Jen-Hsun Huang
Biography
Jensen Huang’s leadership in developing graphics processing unit (GPU) computing has helped create entire industries, advance science and medicine, and transform the way people work and live. Huang founded NVIDIA in 1994 and continues to serve as its president and CEO.
Under his leadership, it developed the GPU in 1999 as a programmable logic chip for specialized display functions, such as real-time programmable shading. NVIDIA was the first to demonstrate ray-traced graphics running on GPUs, and today NVIDIA's tools are the standard for professional graphics used by major motion picture studios, automotive designers, and architects. Beyond graphics, Huang threw NVIDIA’s full support behind the emerging field of GPU computing by developing the CUDA language, providing hardware support for scientific computing and developing numerical libraries. Through his vision and persistence, GPUs now power the fastest supercomputer in the United States (Titan, at Oak Ridge National Laboratory), in Europe (HPC5, at Italian energy giant Eni), and in Japan (ABCI, at AIST). Supercomputers use GPUs in tandem with CPUs to speed up calculations, where dramatically faster execution times are achieved by offloading parallelizable computationally intensive portions of an application onto the GPU while the remainder of the code continues to run on the CPU. Huang realized early on that GPUs are well suited for the kind of number-crunching math involved in deep neural networks and machine learning.

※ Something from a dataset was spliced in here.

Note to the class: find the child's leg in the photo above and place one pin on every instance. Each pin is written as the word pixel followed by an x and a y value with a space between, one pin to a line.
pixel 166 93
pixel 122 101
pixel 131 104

GPUs were shown to accelerate training algorithms by orders of magnitude, bringing running times of weeks down to hours. As a result of his vision and commitment, NVDIA’s GPU computing technologies are powering deep machine learning applications that are igniting the modern era of artificial intelligence, with the GPUs acting as the brains of computers, robots, and self-driving cars that can perceive and understand the world.
Named Fortune magazine’s 2017 Businessperson of the Year, recipient of the Dr. Morris Chang Exemplary Leadership Award (2004), and named the world’s leading CEO by Harvard Business Review in 2019, Huang is currently chief executive office of NVIDIA, Santa Clara, CA, USA.